Let's talk about the structure of the podcast. So we will structure most of the podcast the way we structure rehearsal. We always start with a check-in, and then grounding work – if you're not familiar with grounding, you will become very familiar with it throughout this podcast – then once we're grounded, we'll get into the content of the day. Once content is done, we'll wrap up and seal it. All of this will be explained as we go but I wanted to give you the road map of what to expect.
So as you listen you get curious about how we structure the podcast like a rehearsal and perhaps that curiosity also leads to some reflection on your own creative processes. The content of this show is mostly overviews of the company and our work. I don't think anything will be too activating. Just a heads up, a lot of our work does talk about mental health and sexual violence so if you feel yourself activated at any point, feel free to hit pause, you can jump ahead to the grounding work or maybe go back to it, and give yourself permission to do what you need to do. Put yourself first and bring yourself back into the present moment.
All right. So checking-in. Every rehearsal we have starts with going around the room and asking, "how are you and what have you been up to?" So listener, if you're in a space where you can talk aloud to yourself, go ahead and ask yourself how you're doing and what you've been up to. I encourage you to go beyond the "I'm good" and "nothing much" responses. And if you're in a space where talking out loud to yourself would not be okay then go ahead and have that inner dialogue – tell yourself a little story about yourself. I'll wait.

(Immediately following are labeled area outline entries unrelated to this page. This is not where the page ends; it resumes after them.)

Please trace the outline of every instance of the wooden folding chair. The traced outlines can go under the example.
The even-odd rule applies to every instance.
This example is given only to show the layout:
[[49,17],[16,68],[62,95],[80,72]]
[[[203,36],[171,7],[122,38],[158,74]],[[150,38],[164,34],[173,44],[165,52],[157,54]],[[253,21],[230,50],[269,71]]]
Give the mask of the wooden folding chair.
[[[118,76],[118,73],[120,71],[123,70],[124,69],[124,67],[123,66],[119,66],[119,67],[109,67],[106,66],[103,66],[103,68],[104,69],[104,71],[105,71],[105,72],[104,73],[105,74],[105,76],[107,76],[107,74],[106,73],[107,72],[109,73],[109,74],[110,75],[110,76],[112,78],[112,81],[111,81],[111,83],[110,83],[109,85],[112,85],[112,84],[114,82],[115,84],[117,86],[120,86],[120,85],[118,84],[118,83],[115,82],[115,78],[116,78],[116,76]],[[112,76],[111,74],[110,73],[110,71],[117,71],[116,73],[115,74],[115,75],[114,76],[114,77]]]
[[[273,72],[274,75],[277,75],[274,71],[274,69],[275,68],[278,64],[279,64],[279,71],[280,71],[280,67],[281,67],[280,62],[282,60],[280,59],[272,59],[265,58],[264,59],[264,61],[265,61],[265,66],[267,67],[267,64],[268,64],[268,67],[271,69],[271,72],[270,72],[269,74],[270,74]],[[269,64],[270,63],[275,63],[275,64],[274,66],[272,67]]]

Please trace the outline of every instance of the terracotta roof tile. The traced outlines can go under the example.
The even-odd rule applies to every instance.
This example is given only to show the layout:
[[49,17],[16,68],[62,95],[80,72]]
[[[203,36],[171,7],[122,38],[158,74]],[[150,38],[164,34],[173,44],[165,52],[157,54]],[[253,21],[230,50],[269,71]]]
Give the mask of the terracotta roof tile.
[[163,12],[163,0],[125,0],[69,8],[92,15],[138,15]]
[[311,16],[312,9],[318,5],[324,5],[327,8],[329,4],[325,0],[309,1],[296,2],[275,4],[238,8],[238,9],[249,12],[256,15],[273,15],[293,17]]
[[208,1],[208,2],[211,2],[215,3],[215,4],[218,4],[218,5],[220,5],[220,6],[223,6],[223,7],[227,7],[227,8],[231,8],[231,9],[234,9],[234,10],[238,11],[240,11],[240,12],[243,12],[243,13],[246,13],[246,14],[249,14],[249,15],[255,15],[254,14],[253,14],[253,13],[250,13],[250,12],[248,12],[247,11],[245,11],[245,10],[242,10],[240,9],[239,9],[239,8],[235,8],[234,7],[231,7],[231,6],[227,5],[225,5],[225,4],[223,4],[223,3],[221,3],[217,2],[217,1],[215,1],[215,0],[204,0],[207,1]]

Okay, so if you're still checking in with yourself, pause the podcast so I'm not rudely and unintentionally interrupting your check-in. My check-in, how am I and what have I been up to, also again my name is Molly, my preferred pronouns are she and her. I am doing well. I'm excited. I've been focused on this recording for most of the day. What have I been up to? Just kinda staying cool in Arizona this summer and quick story. I made a really great omelette this morning and I'm really proud of it. It had like fake bacon in it and sweet potatoes and pesto and it was delicious. Im' still kinda vibing off of that.
All right. Let's take a moment to ground. So in an effort to make sure that we are taking care of ourselves in the collective, we always have grounding practices near the top of rehearsal. This started because so much of our work is centered on tough topics and has continued through the adaptation of a trauma-informed approach to creativity, it's evolved a little bit. So I don't believe we as human beings can be creative when we're in a stress response. We don't know what could activate or trigger someone. So I'll get more into this in an episode about trauma-informed creative practices.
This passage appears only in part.